Are you treating all your employees in a fair and equal manner? Those two words are often considered synonymous; Roget’s Thesaurus even lists equal as a synonym for fair, but understanding them as very different concepts is a critical leadership skill to embrace in your leadership development. I often write about creating a motivational environment, and that will not happen if you treat fair and equal as synonymous.

Suppose you have two employees, Jack and Jill. Jack has been with the company for 18 months while Jill was hired a year ago. You’ve ensured that Jack and Jill both have everything they need to do their jobs. They are both held to the same standards and have been provided the same instructions and policies when they were hired. Also, both have been given opportunities to lead similar small teams. You have ensured that each started with equal opportunity.

That is fair.

Jill has really excelled. She puts in the extra effort to produce extremely high quality results. Her team leadership is very effective and has resulted in resolution of several problems that had been hampering the company.

Jack on the other hand has been content with a mediocre performance. He’s made it very clear that he understands his job description and will follow it to the letter, but no more. His team leadership is laissez faire at best and sometimes almost toxic. He accomplishes what he is tasked to do and nothing more. His work never seems to go beyond the minimum standards.

Business has been good this year and the company has had a significant revenue increase. You’ve decided to use some of that bounty for employee bonuses. If you want to treat Jack and Jill equally, you’ll give them both an equal share of the bonus.

But, is that fair?

Here’s another example. Occasionally, I come across an establishment that asks patrons to place tips in a tip jar, rather than giving them to individuals. At the end of the day, employees split the tip jar. Everyone gets an equal share.

Is that fair?

In both cases, equal is decidedly unfair. It is unfair that Jack should receive an equal share of the bonus that was largely earned by Jill’s, and her team’s, harder and more effective work. Likewise, the server who provides minimum service will share in the greater tips brought in by the server who is harder working, more diligent, and more professional.

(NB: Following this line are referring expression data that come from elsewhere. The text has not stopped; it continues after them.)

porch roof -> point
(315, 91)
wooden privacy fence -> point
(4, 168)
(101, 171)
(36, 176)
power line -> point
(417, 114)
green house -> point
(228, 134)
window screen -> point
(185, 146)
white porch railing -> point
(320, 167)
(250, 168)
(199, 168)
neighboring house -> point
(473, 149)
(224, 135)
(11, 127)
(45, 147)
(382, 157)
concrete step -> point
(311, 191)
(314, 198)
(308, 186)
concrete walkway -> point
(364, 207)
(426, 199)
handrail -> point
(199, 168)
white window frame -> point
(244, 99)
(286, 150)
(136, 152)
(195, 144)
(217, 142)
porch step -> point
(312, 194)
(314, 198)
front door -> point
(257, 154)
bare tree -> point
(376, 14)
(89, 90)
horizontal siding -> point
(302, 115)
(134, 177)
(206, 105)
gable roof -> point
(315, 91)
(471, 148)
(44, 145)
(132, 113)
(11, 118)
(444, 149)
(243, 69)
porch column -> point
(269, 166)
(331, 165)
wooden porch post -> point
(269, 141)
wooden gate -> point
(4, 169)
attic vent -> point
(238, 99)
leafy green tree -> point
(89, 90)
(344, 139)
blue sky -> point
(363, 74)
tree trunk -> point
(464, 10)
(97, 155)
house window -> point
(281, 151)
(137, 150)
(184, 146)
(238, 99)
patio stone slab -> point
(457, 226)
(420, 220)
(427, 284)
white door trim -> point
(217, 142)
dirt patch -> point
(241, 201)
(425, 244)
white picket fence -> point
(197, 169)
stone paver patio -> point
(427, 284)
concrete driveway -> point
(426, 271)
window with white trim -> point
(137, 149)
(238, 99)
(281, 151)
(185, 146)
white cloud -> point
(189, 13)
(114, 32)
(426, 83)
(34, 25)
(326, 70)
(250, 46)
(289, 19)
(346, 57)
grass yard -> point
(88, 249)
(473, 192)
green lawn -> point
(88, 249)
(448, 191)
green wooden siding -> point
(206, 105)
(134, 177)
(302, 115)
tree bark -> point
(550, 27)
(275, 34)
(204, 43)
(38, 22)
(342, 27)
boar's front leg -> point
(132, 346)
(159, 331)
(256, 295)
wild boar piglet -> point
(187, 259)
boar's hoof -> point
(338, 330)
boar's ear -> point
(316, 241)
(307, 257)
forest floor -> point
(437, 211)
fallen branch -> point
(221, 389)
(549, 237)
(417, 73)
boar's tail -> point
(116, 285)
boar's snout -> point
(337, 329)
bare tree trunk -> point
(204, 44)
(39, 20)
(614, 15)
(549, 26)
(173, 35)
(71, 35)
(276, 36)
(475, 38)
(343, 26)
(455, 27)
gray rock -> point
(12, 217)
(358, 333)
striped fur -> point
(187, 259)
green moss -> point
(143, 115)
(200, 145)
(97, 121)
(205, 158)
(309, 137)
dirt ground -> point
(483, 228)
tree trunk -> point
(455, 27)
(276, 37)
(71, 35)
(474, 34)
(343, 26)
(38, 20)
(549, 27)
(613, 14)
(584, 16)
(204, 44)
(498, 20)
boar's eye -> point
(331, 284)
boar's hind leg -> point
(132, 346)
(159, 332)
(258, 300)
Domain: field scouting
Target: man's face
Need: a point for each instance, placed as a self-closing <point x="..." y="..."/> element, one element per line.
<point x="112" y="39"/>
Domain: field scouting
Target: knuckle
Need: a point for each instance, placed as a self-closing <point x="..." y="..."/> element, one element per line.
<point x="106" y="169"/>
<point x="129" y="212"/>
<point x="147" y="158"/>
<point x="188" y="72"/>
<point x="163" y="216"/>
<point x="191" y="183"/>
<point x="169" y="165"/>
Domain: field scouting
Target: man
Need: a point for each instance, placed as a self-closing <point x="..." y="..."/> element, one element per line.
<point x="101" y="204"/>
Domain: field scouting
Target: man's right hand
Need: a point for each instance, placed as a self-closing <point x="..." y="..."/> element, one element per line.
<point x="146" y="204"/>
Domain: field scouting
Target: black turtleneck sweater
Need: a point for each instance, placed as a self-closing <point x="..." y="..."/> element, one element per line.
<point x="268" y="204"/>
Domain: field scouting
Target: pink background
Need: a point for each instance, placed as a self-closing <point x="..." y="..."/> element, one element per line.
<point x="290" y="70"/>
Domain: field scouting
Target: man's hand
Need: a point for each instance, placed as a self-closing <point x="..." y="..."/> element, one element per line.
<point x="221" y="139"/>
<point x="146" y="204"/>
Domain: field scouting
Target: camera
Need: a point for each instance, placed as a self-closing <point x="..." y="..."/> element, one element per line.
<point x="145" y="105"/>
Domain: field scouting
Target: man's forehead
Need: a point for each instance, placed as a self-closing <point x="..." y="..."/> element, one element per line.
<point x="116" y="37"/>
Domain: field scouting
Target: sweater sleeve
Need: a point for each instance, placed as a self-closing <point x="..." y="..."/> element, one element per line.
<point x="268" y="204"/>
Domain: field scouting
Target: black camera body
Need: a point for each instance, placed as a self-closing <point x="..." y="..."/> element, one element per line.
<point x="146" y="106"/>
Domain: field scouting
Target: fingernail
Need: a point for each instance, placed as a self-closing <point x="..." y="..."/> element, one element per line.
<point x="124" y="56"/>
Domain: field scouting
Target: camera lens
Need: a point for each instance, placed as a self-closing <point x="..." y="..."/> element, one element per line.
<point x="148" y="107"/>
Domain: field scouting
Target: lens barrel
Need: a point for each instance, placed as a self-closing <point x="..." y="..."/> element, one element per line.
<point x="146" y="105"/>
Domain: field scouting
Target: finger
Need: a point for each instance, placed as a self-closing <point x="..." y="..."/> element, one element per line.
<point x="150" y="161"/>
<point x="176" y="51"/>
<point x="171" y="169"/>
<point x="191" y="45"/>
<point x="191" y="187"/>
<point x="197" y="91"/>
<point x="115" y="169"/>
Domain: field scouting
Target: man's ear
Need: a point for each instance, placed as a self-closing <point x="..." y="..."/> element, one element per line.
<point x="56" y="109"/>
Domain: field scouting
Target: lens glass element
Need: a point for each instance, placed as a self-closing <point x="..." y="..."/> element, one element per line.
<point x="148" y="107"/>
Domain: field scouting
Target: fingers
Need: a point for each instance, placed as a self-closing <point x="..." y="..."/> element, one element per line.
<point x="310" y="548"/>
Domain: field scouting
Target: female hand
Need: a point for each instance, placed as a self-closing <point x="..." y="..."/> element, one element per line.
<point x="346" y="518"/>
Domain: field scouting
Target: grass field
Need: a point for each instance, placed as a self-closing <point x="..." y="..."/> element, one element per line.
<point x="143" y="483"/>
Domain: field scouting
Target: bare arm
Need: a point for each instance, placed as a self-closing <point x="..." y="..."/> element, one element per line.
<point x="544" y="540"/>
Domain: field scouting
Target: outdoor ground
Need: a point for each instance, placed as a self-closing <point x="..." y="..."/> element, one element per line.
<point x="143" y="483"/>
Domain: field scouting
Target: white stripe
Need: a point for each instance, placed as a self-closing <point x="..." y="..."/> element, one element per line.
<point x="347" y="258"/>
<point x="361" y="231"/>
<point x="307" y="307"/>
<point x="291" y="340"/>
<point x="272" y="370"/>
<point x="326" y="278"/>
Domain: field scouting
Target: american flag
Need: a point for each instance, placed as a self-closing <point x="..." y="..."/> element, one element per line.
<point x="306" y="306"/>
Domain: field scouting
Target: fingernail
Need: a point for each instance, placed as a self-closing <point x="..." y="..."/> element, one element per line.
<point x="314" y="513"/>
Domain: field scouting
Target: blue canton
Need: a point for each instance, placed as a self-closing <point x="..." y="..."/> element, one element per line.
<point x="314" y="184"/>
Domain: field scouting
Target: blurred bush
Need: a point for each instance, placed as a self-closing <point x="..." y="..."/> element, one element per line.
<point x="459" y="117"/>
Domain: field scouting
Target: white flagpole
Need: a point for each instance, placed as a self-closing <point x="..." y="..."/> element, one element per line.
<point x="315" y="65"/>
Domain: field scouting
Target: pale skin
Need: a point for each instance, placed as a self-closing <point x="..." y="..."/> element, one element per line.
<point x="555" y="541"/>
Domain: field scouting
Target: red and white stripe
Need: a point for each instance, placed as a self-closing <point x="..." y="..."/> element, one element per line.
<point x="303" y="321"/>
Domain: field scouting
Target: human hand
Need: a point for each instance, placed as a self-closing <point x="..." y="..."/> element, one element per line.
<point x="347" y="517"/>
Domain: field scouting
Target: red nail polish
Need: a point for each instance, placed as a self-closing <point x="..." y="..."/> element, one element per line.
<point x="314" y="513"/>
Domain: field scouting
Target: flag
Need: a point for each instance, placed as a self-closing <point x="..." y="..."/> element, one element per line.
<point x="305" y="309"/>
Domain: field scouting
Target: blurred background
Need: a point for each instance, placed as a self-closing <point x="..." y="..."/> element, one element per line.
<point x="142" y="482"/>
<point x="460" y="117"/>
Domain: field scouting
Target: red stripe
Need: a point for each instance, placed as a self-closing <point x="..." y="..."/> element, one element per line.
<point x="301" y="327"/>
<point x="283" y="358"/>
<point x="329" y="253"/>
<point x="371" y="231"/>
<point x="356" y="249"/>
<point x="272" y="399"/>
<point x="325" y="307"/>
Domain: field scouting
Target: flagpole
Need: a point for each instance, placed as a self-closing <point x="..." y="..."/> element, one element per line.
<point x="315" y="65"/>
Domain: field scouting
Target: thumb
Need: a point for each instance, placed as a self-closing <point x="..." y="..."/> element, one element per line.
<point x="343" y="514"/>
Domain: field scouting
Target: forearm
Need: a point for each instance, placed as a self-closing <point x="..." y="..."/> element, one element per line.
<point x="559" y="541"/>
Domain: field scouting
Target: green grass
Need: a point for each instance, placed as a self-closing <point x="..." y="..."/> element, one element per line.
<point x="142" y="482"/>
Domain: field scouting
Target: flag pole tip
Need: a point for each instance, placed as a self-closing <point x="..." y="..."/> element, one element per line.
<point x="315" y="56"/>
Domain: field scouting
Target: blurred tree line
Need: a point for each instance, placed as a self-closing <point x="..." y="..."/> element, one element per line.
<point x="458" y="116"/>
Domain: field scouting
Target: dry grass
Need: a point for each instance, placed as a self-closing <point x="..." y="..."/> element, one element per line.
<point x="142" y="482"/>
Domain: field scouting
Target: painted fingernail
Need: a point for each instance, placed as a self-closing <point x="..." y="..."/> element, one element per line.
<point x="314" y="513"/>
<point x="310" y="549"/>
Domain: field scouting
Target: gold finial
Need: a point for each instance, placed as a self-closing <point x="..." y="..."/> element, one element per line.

Remember the difference between fair and equal. Giving each employee equal opportunity is certainly fair. Each person in the organization must have the same opportunity to succeed. Treating them as if they each produce at an equal rate is not fair to those who work hard and strive to excel. In fact, doing so can actually be a disincentive and can destroy employee engagement for those who have worked hard and brought the company success.